Sophisticated equipment and modern-day processes have definitely increased productivity, but the belief that they have eliminated jobs in the manufacturing sector is a myth. Today's automated systems do away with a lot of traditional manual operations, which require skills that are now more difficult to find in the U.S. workforce. Companies searched for an alternative to this once very important workforce and hit upon technological innovations or automation. The U.S. workforce is progressing in the fields of software and programming, and the nation is building a base for a more competitive infrastructure. This promises to keep domestic manufacturing booming. Thus, it would be short-sighted to state that modern automation is stealing manufacturing jobs.
Staying Competitive in the Global Marketplace
Advancing technology has helped the U.S. economy compete with the rest of the world and provide a lot of opportunities. Modern-day machinery is 20% to 25% more productive than that in use five years ago. To compete with nations using cost-effective labor, the U.S. manufacturing industry has resorted to using enhanced machines and tools. By utilizing automation and CNC machines, businesses are able to reduce the number of manual tasks during production. Technology has made businesses more profitable and has reduced costs pertaining to work in process. Modern methods move raw materials off the floor faster and get jobs done more smoothly and swiftly than in the past. Even imports of equipment are beneficial to the U.S. economy as they help keep production costs as low as possible.

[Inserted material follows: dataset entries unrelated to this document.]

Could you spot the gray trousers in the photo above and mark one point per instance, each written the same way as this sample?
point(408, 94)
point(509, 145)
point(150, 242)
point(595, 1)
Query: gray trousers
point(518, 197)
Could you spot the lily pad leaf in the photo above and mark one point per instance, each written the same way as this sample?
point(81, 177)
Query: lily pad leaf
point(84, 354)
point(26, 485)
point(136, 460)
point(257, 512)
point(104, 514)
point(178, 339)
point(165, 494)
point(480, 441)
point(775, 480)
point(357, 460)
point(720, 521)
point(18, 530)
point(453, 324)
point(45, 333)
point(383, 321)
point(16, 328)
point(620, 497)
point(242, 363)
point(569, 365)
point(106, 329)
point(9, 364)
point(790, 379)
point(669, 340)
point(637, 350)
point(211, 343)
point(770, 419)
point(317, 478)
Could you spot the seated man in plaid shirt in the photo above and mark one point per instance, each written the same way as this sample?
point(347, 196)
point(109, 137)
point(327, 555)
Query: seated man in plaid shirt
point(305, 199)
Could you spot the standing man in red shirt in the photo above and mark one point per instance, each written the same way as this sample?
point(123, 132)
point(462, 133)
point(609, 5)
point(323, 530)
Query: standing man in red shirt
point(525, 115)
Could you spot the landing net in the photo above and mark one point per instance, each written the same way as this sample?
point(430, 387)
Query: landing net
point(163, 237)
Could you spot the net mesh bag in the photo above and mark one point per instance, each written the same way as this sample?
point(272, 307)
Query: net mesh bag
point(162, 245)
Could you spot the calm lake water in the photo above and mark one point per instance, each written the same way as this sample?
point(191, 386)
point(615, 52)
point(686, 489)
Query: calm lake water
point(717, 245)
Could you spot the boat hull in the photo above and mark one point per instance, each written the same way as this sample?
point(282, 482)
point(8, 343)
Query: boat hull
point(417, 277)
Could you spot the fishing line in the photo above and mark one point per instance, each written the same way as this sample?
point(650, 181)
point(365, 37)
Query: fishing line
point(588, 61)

Modern Technology Creates New Jobs
Innovation always creates new jobs. With the reduction in manual labor, a need for new types of workers has emerged, particularly in more strategic manager-level positions. Because traditional manual tasks are now automated, today's manufacturing employee can focus on workflow analysis, control engineering, and software. Technological advancement also helps create jobs in other areas, such as tooling, chip conveying, and fixturing. Technologies that may impact the future of manufacturing include molecular and nanomanufacturing, microelectromechanical systems, biomaterials and bioprocessing, and freeform fabrication. Niche areas such as the medical devices industry offer higher wages. They recruit skilled workers who can handle sophisticated equipment to maintain stringent quality control standards. Interestingly, today's medical device companies are using traditional metalworking techniques and skills as alternatives to additive manufacturing technologies that rely on rapid prototyping and stereolithography to make highly customized products. The future of manufacturing depends on the creation of high-value niche areas.